Another potential issue (or at least something you need to be aware of) is that Mongo's geospatial support isn't 100% year. They only provide 2d and the math they use assumes that 1° of longitude is the same at the poles as it is at the equator. For many applications, this isn't a huge issue, but if precision is important, Mongo's not ready for this type of use.
One thing that I'm looking forward to is Mongo's sharding. That is going to allow Mongo to scale horizontally really well. Some of the initial test results look amazing. What will be really interesting is to see how well is scales down.

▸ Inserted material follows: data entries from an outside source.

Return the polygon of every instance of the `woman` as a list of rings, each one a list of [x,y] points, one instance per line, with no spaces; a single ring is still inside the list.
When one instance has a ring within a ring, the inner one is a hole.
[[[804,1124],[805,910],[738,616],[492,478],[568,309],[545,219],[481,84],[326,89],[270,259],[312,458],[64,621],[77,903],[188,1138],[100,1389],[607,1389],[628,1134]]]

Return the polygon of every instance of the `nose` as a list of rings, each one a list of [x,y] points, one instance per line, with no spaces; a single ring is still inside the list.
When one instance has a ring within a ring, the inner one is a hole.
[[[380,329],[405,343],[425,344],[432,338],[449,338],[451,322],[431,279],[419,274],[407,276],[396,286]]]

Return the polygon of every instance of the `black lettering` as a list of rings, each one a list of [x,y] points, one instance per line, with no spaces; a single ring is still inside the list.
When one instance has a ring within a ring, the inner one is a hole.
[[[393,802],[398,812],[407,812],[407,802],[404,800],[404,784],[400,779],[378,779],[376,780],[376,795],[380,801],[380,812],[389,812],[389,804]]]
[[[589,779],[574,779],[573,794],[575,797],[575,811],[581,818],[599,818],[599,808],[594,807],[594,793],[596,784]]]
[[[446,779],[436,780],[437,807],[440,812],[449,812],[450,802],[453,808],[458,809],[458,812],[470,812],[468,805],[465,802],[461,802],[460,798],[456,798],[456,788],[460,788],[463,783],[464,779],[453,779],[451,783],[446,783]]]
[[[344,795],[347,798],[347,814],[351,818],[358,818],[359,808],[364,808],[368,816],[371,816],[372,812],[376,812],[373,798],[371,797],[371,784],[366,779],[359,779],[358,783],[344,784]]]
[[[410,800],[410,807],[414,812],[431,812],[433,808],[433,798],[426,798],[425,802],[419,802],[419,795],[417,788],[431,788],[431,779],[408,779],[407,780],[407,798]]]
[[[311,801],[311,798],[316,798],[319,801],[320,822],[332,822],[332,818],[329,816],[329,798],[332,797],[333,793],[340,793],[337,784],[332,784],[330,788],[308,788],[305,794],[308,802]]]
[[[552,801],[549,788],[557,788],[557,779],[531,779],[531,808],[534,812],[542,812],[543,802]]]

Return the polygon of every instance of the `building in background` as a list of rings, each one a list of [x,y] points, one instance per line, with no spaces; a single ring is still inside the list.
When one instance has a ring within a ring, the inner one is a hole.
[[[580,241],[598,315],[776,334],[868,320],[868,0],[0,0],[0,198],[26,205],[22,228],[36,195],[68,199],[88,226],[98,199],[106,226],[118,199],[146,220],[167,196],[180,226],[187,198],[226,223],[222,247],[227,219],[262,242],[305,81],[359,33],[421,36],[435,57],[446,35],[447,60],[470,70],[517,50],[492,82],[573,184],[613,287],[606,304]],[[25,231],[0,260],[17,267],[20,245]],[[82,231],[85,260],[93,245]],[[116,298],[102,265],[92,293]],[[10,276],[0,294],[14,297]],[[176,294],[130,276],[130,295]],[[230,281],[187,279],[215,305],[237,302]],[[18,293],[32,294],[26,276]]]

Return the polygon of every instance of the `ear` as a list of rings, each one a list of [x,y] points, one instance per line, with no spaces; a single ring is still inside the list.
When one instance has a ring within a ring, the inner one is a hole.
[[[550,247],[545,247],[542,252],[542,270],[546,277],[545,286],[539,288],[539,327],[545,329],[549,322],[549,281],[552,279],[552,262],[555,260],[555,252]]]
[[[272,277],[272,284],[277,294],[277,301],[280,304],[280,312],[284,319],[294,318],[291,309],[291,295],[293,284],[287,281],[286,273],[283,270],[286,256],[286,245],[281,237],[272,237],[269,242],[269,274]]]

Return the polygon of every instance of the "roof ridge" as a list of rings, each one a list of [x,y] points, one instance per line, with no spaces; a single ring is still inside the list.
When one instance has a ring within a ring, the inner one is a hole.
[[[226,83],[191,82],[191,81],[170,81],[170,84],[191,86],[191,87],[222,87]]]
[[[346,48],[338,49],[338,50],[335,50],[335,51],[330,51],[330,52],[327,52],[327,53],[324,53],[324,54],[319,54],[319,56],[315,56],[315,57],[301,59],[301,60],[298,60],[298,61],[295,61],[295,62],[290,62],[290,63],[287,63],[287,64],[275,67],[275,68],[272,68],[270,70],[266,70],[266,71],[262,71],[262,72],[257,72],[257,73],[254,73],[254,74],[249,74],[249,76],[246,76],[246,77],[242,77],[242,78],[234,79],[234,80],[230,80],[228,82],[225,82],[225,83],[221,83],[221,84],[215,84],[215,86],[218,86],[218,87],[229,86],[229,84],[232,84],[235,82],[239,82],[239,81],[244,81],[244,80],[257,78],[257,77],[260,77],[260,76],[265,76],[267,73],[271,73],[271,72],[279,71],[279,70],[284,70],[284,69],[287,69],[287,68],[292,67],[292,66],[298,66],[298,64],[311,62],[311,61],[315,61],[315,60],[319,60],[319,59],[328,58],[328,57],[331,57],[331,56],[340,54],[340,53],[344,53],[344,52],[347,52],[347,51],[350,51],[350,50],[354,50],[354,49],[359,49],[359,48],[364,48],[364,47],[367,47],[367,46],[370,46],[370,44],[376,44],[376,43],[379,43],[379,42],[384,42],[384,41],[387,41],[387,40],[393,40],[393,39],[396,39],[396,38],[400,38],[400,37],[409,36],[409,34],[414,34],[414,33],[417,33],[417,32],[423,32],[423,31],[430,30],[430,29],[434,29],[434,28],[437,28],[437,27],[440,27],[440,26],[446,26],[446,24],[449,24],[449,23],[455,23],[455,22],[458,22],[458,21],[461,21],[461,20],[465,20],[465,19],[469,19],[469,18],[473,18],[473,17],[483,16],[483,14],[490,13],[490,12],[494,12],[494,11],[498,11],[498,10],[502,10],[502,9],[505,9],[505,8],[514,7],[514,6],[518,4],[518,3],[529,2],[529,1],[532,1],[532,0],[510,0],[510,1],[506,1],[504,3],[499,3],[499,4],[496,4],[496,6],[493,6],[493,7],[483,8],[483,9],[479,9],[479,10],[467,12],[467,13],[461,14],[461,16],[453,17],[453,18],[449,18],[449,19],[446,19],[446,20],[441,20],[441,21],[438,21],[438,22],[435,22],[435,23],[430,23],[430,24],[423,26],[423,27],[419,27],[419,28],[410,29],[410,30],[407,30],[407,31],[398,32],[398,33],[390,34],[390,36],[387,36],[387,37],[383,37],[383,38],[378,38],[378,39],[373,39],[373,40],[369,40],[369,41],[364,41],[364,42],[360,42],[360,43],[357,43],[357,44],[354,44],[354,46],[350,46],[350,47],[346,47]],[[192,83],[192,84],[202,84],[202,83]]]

It's one thing to have over 300,000 ops/sec on a bigger box, another thing to be able to manage it on something like a 1gb instance on Rackspace Cloudservers.
Two Biggest Issues
First, Mongo's a master-slave system. It appears really robust, but whenever a box takes on a special role I start to get nervous. One of the promises of &lquot;NoSQL&rquot; is that it provides a tremendous amount of resilience. Any time you start to add special nodes you're taking away from that.
For example, if you're running 5 homogeneous servers and one goes down, the other 4 can pick up the slack—assuming you're not running 5 servers at peak capacity. This makes failure planning easy: figure up the amount of CPU time you need to handle your load, provision that many servers, then add enough servers to be comfortable when they start failing. Need 3 servers, provision 5 and you can have two failures before you peg your machines.
This isn't to say Mongo can't handle failures. It's current model is
rebalancing the load when one of the servers goes out. mongos
is the tool to
read up on for handling this. Unfortunately, I haven't been able to dive into
it yet. The only way to know for sure is to build up a cluster then start
killing servers. Of course, this type of testing is preferred for any data
storage system.
Second, the license. I'm not anti-AGPL, but there's some ambiguity. The Mongo
team has addressed this both on the
wiki and through an in-depth
blog post. According to
that, I can write up a service such as MongoHQ and as long as I don't
actually change the mongod
or mongos
code I'm fine.
On the other hand, most of the definitions I've read of the AGPL mean that code that talks to it is subject to being hit with the AGPL. I don't have any doubts with 10gen, but if they don't always own the copyright
Of course, those last two paragraphs are with the caveat I am not a lawyer.
I think Mongo is an amazingly compelling piece of software in the non-standard database realm. With the upcoming sharding and what I would have to imagine is an eminent fix to the geospatial queries, Mongo's definitely worth a look.